Minha mãe, embora semialfabetizada, sempre valorizou a educação oferecida nas escolas. Viúva, com 12 filhos, sem pensões nem "bolsas", fazia um esforço sobrenatural para garantir o básico. Enquanto muitas mães preocupavam-se em arrumar maridos para suas filhas, ela nos incentivava a trabalhar e estudar para não dependermos deles.
Minhas irmãs e irmãos me alfabetizaram antes dos 7 anos, pois sabiam que as salas eram divididas de acordo com as habilidades demonstradas nos primeiros dias e era importante ir para uma turma "forte".
A escola, na periferia do Zona Noroeste de São Paulo onde moro e trabalho até hoje, era pequena, de madeira, dispunha de poucos recursos. Os professores vinham de longe e, junto com a gente, enfiavam o pé na lama (literalmente).
Coube então, à igreja desenvolver o meu gosto pela leitura. Como lá funcionara o grupo escolar, o padre organizara uma pequena biblioteca. Os alunos se foram, mas os livros ficaram.
Frequentadora assídua das duas, consegui a admiração do padre que, devido ao meu desempenho escolar, ofereceu-me, a partir da 5ª série, uma bolsa de estudos num colégio particular. Demorei 2 anos para convencer minha família, já que a oferta não incluía uniforme, livros, materiais, transporte ou alimentação. Tenho certeza que se eu falasse com o meu mecenas, receberia ajuda, mas achava que ele já fizera a parte dele.
Apesar das dificuldades socioeconômicas, essa fase foi decisiva em minha vida, pois tivesse acesso obrigatório aos clássicos literários e grande ênfase à produção escrita. O "trabalho", detestado pelos outros, para mim era lazer transformado, mais tarde, em profissão.
Confesso não estar reservando muito tempo à leitura e uso como desculpas o fato de que meus olhos já não são mais os mesmos (profecia materna de que, lendo tanto, eu acabaria com as vistas).

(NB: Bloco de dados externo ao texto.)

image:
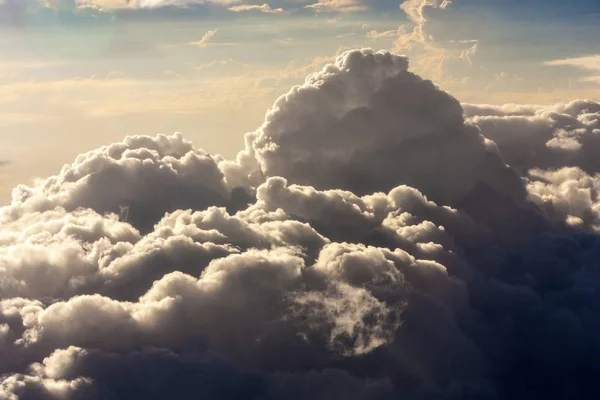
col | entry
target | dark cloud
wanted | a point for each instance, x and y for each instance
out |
(369, 242)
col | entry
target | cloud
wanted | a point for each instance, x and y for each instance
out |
(375, 35)
(265, 8)
(338, 6)
(590, 64)
(370, 242)
(361, 91)
(203, 42)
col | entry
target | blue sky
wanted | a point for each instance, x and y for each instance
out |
(85, 73)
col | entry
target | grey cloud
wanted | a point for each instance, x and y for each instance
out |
(412, 262)
(146, 176)
(563, 135)
(417, 134)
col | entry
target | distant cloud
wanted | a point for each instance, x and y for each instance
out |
(588, 63)
(205, 39)
(375, 35)
(266, 8)
(338, 6)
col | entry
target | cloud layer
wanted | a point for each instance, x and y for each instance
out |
(375, 239)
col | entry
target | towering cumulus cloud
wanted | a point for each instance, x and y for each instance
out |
(373, 240)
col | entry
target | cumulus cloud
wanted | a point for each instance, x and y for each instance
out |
(315, 134)
(370, 242)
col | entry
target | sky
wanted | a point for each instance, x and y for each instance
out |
(299, 200)
(84, 73)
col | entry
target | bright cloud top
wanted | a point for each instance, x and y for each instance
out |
(373, 240)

Nos seus dias finais, ela insistia para que eu lesse, em voz alta, as bulas de seus remédios. Eu lhe dizia que não havia me formado em Medicina nem em Farmácia e sim em Letras e ela perguntava "Então, isso aí não são letras?"
Algumas vezes, eu tentava explicar, mas depois desistia e começava a leitura.Entendi, um pouco tarde demais, que ela queria apenas ouvir minha voz para adormecer tranquila.